Wednesday, June 6, 2012

Washington Syrah v. Crozes Hermitage

The start of the Tour de France is just three weeks away.  The pros will be putting the finishing touches on their preparation for the "biggest bike race in the world" in one of two upcoming week long stage races.

The Criterium du Dauphine takes place this week in the Central/Eastern regions of France.  The racers will cover parts of the Rhone and Savoie regions.

The other option is the Tour de Suise which begins June 9th.

The Dauphine began with a short Prologue Time Trial covering just 5.7 km.  This is a short powerful effort with the racers on their limit for slightly less than 7 minutes.  Syrah is a great companion to this type of powerful effort.

This week's matchup features a Washington state Syrah battling with a Syrah from the Crozes Hermitage region in the Northern Rhone.

2007 Nota Bene Columbia Valley Syrah v. 2006 A. Ogier & Fils Crozes Hermitage Syrah

Tale of the Tape

2007 Nota Bene Columbia Valley Syrah

84% Syrah (51% Stillwater Creek Vineyard,
22% Stone Tree Vineyard)

8% Mourvèdre (Kiona Heart of the Hill Vineyard)
8% Grenache (Stone Tree Vineyard)

Aged for 21 months in 18% new French Oak Barrels and remainder of barrels neutral American and French Oak.

Purchased from Full Pull wines for $17.99.

2006 A. Ogier & Fils Crozes Hermitage Syrah

Purchased from Esquin for $9.99

Round 1. First opening

The Nota Bene struts into the ring surrounded by an entourage worthy of a red carpet entrance.  The nose is showing dark fruit, smoked meat, earth, forest floor and pine needles.  The palate is also showing dark fruit along with all spice leading to a tart slightly buttery and peppery finish.

Les Brunnelles is flashing some kung fu moves with a nose of dusty red fruit, earth, some subtle funkiness and candle wax.  The palate is full of sour currant, cranberry, peat bog and tart cedar notes with a tart sweet cherry bark finish.

These Luchadors are showing some contrasting styles which corresponds to their location and styles in the Rhone valley.  The Les Brunelles is from the North while the Nota Bene is styled after Southern Rhone style wines.

Round 1 goes to Nota Bene after throwing Les Brunelles to the canvas.

Round 2. One hour after opening

The Nota Bene is changing up, light on its feet, with a  nose showing some floral notes along with dark red fruit, cedar, cracked pepper and some herbal green pepper notes.  The palate is dark fruit, pepper and smoke with atart pepper finish.

Les Brunelles swoops in on the Nota Bene going for a a double arm bar lock out with a nose of smoky barnyard funk and sweet dark black fruit with a bit of black pepper.  The palate features sweet dark fruit, plums, earth, pepper and leather with a tart cedar finish.

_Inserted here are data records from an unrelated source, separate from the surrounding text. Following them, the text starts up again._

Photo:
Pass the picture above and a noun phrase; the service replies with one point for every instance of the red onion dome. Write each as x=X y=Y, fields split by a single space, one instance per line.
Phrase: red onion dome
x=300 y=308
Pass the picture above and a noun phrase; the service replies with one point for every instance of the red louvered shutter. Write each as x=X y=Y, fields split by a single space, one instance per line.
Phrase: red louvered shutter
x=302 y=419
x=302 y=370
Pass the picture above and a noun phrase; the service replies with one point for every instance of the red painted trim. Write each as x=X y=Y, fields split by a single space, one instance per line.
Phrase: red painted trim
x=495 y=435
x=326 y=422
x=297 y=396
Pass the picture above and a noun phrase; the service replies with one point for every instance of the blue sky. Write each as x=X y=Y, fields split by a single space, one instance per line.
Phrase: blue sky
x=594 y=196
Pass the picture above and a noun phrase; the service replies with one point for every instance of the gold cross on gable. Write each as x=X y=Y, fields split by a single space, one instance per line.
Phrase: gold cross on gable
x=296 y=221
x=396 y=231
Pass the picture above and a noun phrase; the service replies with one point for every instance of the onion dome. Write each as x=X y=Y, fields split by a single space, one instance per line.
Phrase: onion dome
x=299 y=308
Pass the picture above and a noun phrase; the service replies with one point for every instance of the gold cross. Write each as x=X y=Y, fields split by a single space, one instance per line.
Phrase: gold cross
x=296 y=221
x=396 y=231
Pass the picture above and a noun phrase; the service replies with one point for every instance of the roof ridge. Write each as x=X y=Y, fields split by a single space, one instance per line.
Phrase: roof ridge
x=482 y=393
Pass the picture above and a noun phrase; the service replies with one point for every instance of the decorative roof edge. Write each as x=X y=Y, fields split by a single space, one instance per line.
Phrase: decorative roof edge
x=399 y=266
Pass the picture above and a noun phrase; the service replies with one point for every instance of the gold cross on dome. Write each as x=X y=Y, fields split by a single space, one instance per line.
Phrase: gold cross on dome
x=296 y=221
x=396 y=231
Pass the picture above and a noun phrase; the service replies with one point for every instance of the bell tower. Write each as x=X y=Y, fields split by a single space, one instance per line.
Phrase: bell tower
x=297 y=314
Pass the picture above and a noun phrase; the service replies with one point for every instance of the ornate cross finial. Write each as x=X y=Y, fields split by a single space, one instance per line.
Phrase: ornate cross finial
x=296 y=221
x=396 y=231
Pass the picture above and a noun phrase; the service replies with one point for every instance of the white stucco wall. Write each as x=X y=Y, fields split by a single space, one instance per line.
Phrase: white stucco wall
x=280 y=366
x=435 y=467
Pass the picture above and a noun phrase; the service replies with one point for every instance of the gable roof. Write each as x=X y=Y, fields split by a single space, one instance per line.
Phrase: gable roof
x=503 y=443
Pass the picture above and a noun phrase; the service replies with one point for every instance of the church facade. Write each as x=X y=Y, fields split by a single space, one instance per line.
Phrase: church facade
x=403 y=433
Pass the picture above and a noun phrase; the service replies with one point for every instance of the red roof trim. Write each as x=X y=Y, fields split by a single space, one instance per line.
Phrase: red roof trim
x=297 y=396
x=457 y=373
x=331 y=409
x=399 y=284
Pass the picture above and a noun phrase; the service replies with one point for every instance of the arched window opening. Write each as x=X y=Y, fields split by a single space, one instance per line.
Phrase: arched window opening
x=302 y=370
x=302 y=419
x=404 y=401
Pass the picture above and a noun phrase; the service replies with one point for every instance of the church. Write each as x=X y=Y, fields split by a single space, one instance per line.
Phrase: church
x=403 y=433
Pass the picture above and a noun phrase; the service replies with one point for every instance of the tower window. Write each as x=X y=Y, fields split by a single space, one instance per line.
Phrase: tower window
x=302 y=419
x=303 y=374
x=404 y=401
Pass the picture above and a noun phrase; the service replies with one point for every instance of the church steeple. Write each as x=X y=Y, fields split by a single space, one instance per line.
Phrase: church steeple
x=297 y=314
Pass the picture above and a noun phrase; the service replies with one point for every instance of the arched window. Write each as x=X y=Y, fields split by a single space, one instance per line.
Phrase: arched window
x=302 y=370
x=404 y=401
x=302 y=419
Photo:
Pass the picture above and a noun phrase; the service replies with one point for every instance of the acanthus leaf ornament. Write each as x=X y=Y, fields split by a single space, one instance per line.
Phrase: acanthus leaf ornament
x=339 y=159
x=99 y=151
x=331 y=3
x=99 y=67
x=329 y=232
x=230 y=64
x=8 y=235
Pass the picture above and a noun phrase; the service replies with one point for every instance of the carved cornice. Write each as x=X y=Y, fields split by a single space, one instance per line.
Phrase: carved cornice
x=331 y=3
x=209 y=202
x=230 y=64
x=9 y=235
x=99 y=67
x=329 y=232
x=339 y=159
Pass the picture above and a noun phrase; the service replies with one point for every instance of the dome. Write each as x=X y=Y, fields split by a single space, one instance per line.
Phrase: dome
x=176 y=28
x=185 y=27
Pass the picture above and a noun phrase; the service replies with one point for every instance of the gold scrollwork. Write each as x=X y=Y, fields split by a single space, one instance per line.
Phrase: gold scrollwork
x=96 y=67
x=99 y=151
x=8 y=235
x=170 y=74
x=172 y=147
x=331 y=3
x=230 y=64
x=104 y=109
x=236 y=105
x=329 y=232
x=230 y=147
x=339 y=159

This round was close with a slight edge going to the Les Brunelles.

Round 3. One day after opening

Heading into the final round this match is all even at one round a piece.  Game on!

Nota Bene is showing no signs of slowing down.  In fact, this Luchador is bursting with fresh strength showing a nose of dusty earth, dark creamy savory soy, currant and licorice.  The palate has bulked up too like a Hulk Hogan double bicep pose featuring dark currant and pepper spices with a spicy tart cherry bark finish.

Not to be out done, Les Brunelles is showing some classic Rhone style with a nose of plum and creamy dusty tannins.  The palate is brimming with plum, dark fruit, tobacco and pepper with a tart cedar tobacco finish.

Another close round that needs to go to the judges for a final score.  Our esteemed panel convenes and delivers their verdict.  Note Bene is the winner!  A close match for sure with the Southern Rhone Style Luchador taking the victory.

Wrap up and overall observations
Both of these wines were worthy contenders with the Nota Bene taking the match by winning the third round.  Both Luchadors showed some excellent stamina, continuing to evolve well into the second day (third round) of the match.

I would give the Nota Bene a solid 88 and the Les Brunelles from A. Ogier & Fils an 87.